During my visit to Tyee Park Elementary School in Washington State at the end of January, a student asked a striking question that makes me think about diversity. I had finished reading my new book “The Granddaughter Necklace” that’s inspired by stories I gathered about the women in my African American family. This book also includes a story about one of my Irish ancestors. Two of the characters in the book are depicted leaving home. My grandmother Mildred left her home in West Virginia at an early age to live with a relative further south and my ancestor Frances left Ireland to start a new life in the United States. After I’d finished reading, a boy in the audience raised his hand and asked:
“Are you from Guam?”
This question seemed to come out of the blue for me; I’m from the northeast and not used to meeting many people who come from locations in the Pacific. Not grasping the question, I asked the student to repeat it.
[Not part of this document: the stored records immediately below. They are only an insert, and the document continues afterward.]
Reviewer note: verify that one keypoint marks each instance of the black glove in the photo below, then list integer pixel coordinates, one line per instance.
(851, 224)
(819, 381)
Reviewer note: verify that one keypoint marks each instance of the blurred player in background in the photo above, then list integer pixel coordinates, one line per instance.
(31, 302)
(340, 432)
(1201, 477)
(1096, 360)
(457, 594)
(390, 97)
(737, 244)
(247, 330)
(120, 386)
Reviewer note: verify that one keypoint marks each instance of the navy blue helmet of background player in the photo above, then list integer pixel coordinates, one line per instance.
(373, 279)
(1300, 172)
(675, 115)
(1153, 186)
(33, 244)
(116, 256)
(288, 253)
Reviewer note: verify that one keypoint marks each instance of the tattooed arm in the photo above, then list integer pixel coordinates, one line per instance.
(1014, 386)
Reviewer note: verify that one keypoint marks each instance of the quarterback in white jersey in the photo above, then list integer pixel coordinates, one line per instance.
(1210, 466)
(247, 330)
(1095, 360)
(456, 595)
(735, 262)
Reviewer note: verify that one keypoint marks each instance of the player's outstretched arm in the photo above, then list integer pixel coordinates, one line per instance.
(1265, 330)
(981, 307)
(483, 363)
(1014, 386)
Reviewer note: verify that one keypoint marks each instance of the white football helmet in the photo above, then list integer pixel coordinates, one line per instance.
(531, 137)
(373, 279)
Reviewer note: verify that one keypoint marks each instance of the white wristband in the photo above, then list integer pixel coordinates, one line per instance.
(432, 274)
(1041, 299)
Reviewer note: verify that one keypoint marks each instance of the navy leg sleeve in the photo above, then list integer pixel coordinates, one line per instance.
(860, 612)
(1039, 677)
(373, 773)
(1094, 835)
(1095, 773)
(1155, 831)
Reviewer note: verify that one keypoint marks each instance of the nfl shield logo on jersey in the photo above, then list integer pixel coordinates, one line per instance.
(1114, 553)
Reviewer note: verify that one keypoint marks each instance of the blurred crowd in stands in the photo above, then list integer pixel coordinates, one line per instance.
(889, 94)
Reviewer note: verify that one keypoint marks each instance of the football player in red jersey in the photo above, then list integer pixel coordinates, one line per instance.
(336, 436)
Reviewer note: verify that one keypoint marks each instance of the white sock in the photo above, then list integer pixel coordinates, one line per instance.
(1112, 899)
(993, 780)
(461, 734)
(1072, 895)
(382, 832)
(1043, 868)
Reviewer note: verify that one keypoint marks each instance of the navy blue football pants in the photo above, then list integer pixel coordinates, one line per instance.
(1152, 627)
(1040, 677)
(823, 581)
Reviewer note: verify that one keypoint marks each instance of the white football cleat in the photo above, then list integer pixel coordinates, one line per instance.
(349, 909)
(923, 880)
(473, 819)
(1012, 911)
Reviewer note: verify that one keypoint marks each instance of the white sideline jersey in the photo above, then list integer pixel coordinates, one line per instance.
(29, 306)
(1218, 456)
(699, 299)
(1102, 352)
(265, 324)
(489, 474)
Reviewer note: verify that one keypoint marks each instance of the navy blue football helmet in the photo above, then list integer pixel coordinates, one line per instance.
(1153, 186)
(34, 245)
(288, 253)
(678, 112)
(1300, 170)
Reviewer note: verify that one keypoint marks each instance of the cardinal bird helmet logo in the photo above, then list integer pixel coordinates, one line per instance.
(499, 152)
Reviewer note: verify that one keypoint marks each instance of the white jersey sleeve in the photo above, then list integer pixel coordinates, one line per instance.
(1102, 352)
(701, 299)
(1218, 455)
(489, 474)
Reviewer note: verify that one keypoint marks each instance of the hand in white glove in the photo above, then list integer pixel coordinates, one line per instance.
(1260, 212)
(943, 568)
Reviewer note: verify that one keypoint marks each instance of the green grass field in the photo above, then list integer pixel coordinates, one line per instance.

“Are you from Guam?” he asked again patiently.
“No,” I responded. “Why do you ask?”
“I’m from Guam,” he announced proudly. His bright eyes fixed on me. At that moment I wished I was from Guam or at least had been there! His question was a great compliment. Something about me and my story reminded him of home.
This instance was also a reminder to me that the diversity on the rise in our schools embraces a great deal more than the “Black” or “White” American composition that comprised the public schools I attended as a child. And just as there’s variation in our population, there’s variation within each of our “groups.” One boy from Guam is still one individual boy with his own unique story, his irreplaceable glistening eyes, his question.